Pokropiwszy trumnę święconą wodą, sekretarz ukłonił się Urszuli i zapytał:
— Pani jesteś panią Sollier, zarządzającą domem nieboszczyka pana Vallerand.
— Tak jest, panie... — odpowiedziała Urszula.
— Pan sędzia pokoju, żałuje mocno, że nie może być obecnym na pogrzebię naszego szanownego deputowanego, dla którego czuł szacunek głęboki. — Otrzymał on depeszę wzywającą go do Troyes do sądu i przybędzie tu pod koniec obrzędu dla opieczętowania wszystkiego w domu, stosownie do polecenia pana prokuratora Rzeczypospolitéj. Odjeżdżając, zlecił mi uprzedzić panią, że jéj obecność będzie potrzebna...

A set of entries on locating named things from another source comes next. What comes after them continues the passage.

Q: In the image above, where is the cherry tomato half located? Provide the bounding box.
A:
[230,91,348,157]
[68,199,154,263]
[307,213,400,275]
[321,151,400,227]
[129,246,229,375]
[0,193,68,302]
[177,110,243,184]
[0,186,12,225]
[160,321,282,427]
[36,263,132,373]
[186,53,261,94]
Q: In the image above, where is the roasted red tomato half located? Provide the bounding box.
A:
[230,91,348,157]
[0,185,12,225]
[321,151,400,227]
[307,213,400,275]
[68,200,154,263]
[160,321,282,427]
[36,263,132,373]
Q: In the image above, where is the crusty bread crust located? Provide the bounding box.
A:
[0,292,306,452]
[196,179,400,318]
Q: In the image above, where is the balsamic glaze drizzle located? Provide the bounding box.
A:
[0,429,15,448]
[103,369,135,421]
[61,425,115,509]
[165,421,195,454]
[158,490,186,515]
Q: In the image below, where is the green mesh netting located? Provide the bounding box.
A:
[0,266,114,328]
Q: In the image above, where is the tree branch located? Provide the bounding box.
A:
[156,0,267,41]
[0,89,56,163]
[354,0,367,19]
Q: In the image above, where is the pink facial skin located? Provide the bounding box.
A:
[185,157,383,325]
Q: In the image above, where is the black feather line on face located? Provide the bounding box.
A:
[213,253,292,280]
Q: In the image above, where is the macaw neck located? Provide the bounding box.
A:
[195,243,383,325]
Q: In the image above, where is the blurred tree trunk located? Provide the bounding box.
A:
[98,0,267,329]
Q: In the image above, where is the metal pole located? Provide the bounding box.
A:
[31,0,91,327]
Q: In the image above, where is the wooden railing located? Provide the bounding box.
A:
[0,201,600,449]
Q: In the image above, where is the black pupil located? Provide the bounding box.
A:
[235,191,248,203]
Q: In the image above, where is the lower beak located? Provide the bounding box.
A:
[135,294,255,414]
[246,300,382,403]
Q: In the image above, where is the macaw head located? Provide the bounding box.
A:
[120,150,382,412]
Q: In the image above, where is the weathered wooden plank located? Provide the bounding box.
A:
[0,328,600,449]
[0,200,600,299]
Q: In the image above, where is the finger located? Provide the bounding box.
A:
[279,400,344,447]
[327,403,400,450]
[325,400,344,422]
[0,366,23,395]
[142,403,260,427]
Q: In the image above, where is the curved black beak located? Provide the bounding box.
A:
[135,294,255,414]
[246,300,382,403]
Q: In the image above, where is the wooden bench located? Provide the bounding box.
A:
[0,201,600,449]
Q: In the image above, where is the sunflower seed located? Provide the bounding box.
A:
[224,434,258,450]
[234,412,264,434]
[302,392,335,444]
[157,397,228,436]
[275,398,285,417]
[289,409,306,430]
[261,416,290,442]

— Dobrze, panie... Będę czekała na pana sędziego.
Sekretarz skłonił się znowu i cofnął o parę kroków.
Leopold Lantier nie stracił ani jednego z zamienionych wyrazów.
— Dobrze — pomyślał, — przyłożą pieczęcie. Gospodyni zapewne zachowa tajemnicę swego pana i nie wspomni o spadkobierczyni... — Matka leży w Romilly, pomiędzy życiem i śmiercią. — Z téj strony nie ma się czego obawiać... — Wszystko zatém dobrze. — Idzie o to tylko, aby się dowiedziéć, czy się nie znajdzie jaki kompromitujący papier i czy pani Urszula będzie milczała... — mam swój plan.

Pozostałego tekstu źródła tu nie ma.